Sœur Rose hurla si fort que si ses quartiers ne se trouvaient pas aussi isolés au sein du couvent, elle aurait probablement réveillé l'ensemble des autres sœurs ainsi que les jeunes filles qu'elles éduquaient.
Saisissant à deux mains la croix argentée qu'elle portait autour de son long cou très étroit, la religieuse se mit à réciter une prière d'une voix rapide et sans écorcher la moindre syllabe.
Sous ses yeux noirs cerclés de verres épais, elle observait qu'un curieux élément avait été disposé sur le tapis ornant le sol tout autour de son bureau en bois ancien.
Le tissu rouge tomate aux poils ras servait de fond à l'un des organes vitaux d'un être humain. De forme conique, la pompe organique ne laissait plus échapper la moindre goutte de sang.

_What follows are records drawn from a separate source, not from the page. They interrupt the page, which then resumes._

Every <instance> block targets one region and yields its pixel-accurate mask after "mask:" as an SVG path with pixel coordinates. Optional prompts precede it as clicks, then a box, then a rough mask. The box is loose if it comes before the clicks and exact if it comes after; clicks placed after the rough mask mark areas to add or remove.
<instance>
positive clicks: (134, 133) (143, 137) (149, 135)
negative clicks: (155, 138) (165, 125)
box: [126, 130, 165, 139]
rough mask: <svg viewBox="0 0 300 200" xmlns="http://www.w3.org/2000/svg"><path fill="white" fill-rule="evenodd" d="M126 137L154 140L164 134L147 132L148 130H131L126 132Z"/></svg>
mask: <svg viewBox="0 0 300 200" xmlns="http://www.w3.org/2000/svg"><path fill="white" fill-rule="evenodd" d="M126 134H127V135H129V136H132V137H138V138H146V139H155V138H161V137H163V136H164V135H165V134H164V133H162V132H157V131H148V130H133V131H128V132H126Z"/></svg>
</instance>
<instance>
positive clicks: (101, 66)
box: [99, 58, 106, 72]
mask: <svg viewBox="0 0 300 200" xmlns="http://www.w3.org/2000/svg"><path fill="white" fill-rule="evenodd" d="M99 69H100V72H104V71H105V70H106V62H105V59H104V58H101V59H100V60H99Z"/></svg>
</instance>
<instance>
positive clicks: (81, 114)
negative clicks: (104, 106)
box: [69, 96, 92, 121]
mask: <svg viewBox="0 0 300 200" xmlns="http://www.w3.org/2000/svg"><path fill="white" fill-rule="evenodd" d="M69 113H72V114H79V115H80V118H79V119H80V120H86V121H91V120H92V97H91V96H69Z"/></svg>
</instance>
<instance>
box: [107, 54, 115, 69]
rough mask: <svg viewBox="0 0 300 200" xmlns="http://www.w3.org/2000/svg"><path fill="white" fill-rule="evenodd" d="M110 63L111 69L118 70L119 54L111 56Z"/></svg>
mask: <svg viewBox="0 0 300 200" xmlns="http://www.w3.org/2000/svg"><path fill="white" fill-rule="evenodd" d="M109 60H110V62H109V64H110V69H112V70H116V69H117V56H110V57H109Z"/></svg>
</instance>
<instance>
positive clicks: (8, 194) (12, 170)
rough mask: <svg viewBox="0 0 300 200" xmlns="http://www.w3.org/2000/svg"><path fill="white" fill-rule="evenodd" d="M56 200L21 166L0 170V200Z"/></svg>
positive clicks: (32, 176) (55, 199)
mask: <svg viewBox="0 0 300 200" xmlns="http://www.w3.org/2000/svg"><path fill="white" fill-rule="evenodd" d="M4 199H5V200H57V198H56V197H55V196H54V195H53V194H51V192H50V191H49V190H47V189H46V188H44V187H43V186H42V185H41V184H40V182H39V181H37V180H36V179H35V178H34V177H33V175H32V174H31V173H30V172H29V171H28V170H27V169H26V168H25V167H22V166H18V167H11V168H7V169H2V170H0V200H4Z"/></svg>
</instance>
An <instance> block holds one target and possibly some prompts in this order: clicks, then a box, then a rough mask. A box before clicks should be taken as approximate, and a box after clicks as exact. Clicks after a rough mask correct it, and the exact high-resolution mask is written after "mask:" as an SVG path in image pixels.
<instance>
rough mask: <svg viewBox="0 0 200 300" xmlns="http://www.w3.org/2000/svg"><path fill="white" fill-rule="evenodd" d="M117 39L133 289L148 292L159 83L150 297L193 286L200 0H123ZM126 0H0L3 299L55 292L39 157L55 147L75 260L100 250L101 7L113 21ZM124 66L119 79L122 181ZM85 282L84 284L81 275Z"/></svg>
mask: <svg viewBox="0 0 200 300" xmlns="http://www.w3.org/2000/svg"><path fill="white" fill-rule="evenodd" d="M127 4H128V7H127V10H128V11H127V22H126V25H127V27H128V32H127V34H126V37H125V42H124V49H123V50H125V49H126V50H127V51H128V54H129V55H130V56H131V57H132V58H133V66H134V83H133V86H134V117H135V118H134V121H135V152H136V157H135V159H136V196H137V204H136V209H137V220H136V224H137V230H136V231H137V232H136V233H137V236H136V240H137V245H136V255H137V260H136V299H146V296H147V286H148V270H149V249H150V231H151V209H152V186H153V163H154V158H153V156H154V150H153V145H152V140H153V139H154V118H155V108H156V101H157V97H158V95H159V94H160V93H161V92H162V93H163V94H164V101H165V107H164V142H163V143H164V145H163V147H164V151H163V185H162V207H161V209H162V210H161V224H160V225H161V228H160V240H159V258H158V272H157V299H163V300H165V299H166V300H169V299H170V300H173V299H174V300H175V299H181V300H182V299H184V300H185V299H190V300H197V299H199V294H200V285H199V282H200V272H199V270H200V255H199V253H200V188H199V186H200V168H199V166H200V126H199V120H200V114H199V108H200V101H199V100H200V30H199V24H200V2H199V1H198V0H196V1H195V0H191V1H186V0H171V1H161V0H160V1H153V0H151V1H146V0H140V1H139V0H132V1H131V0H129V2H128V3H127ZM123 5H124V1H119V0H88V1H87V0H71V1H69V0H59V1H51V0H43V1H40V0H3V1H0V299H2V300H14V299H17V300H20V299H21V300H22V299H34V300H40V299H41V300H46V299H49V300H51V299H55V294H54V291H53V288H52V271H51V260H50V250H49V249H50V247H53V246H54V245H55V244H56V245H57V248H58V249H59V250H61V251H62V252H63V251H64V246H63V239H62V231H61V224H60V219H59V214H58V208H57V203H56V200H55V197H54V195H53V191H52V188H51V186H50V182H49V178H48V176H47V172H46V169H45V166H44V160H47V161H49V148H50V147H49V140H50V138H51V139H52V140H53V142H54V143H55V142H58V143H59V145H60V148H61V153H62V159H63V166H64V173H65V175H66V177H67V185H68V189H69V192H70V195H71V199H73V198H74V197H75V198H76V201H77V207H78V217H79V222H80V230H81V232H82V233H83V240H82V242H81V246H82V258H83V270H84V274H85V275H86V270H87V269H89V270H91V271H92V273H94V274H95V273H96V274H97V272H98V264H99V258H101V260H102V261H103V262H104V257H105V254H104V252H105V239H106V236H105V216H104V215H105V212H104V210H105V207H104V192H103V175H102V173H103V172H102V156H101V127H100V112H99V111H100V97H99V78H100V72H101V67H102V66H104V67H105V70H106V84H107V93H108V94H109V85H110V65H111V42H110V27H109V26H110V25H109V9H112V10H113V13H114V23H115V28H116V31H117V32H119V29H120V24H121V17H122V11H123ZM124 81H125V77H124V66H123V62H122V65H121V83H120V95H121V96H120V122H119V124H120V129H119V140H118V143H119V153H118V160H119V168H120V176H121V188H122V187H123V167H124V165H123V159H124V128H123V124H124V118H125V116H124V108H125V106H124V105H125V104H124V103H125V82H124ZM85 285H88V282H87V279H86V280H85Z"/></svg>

Blanchâtre, le cœur d'elle ne savait qui reposait là, bien loin de l'enveloppe de son propriétaire.
Tout en frissonnant d'horreur, la moniale supérieure comprit alors qu'au sein même du monastère, un meurtre avait été commis.
Qui donc aurait pu commettre une pareille atrocité ?
Rapidement, sœur Rose énuméra une à une, dans son esprit, chacune des religieuses et jeunes filles peuplant ces murs séculaires.
Pas une ne lui parut suspecte.
Toutes lui paraissaient exemplaires, tout du moins incapables d'attenter à la vie de l'une de ses colocataires.
Consciente qu'elle avait l'obligation de protéger cette communauté, la sœur supérieure se dirigea d'un bond en-dehors de la pièce, puis elle se hâta de monter tout en haut du monastère afin de faire sonner la cloche.
Une fois cela fait, elle courut avec vélocité au rez-de-chaussée où ses pensionnaires et sœurs secondaires devaient l'attendre.
À sa grande surprise, la moniale ne trouva personne dans le grand hall.
Pas une petite adolescente ni même sœur Juliette, la plus servile de toute la communauté.
Sœur Rose comprit que quelque chose clochait.
Elle avait fait résonner la grosse coque de métal si fort qu'il était impossible qu'aucune d'entre elles ne l'ait entendue.
À cet instant, la peur et l'inquiétude se firent pleinement ressentir chez elle, surpassant même l'adrénaline qui parcourait jusqu'ici l'ensemble de ses veines.
La religieuse sentit qu'elle devait pouvoir se protéger physiquement - et non pas seulement avec des prières.
Elle se hâta alors d'aller chercher un long couteau dans la cuisine située à quelques mètres de là, puis monta quatre-à-quatre les escaliers la menant aux sœurs.
Pas une d'entre elles ne couchait dans l'un des petits lits rustiques alignés contre le mur du dortoir.
Avec soulagement, la moniale crut que celles-ci avaient alors pris l'initiative de rejoindre directement les pensionnaires.
La religieuse les imita alors.
Se ruant presque jusqu'à l'aile opposée du monastère ancien, elle frappa tout doucement contre la porte silencieuse du second dortoir.
Comprenant qu'elle risquait de les effrayer - voire de se faire attaquer par l'une des occupantes de la pièce si elle entrait sans parler - elle s'annonça à voix haute avant de pousser la porte.
Tout d'abord, elle ne vit rien.
Puis allumant la lumière, elle lâcha sous couteau sous le choc provoqué par la vision juste sous son nez.
Là, l'ensemble des corps des religieuses et des pensionnaires reposait le regard vide, la tête parfois droite, parfois penchée sur le côté.
Dans la poitrine de chacun d'entre elles, un trou béant prenait place là où son cœur s'était il y a quelques heures encore trouvé.
Éclatant en sanglots, ne pensant même pas ni à prier ni à ramasser son couteau, sœur Rose observa un à un les visages de ces filles et de ces femmes.
Elle remarqua que l'une d'entre elles n'avait aucune blessure visible sur son thorax.
Encore plus étrange, seule sa bouche semblait ensanglantée, et ses yeux à elle paraissaient vivants, bien que figés.
Lorsque l'intruse constata que la dernière humaine vivante du couvent la couvait du regard avec un peu trop d'insistance, elle tourna alors la tête puis dévoila sa dentition rougie dans un grand sourire.
Après quoi, sœur Juliette souleva la couette de son lit, dévoilant une morbide collection de cœurs vidés de leur substance.